3Q21 core net loss of -RM16.7m (QoQ: -RM25.3m, YoY: RM1.7m) and 9M21 core net loss of -RM148.0m came in wider than ours and consensus full-year net loss forecasts of -RM150.1m and -RM91.7m respectively due to: (i) lower than expected work activity and billings; and (ii) additional cost provisions recognised for on-going projects. Orderbook cover currently stands at 1.4x. We believe that the group will require more consistent job replenishments and increased work activity to reach its breakeven revenue. With that, we maintain our SELL recommendation with a TP of RM0.35 pegged to 0.3x FY21F P/B.

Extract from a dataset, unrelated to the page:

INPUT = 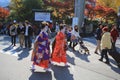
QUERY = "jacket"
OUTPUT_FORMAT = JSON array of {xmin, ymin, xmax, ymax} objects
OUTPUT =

Missed again. 3Q21 core net loss of -RM16.7m (QoQ: -RM25.3m, YoY: RM1.7m) and 9M21 core net loss of -RM148.0m was wider than ours and consensus full-year net loss forecasts of -RM150.1m and -RM91.7m respectively due to: (i) lower than expected work activity; and (ii) additional cost provisions recognised for on-going projects. Our 9M21 core profit figure was adjusted mainly for an impairment loss of RM7.9m, which was recognised in 2Q21.

QoQ. MMHE recorded revenue of RM389.3m (+28.7% QoQ) and a narrowed core net loss of -RM16.7m (from -RM25.3m). The group attributed the improved performance to improved billings from an on-going project, which we believe to be the EPCIC Kasawari Gas Development Project. The progress of this particular project stood at 58.9% as at end-September 2021.

YoY. Revenue was up marginally YoY at RM389.3m (+5.4% YoY) due to improved billings from an on-going project, which we believe to be the EPCIC Kasawari Gas Development Project, but was mitigated by lower revenue from MMHE’s Marine segment due to reduced number of LPG repair and absence of conversion work caused by the prolonged border restrictions.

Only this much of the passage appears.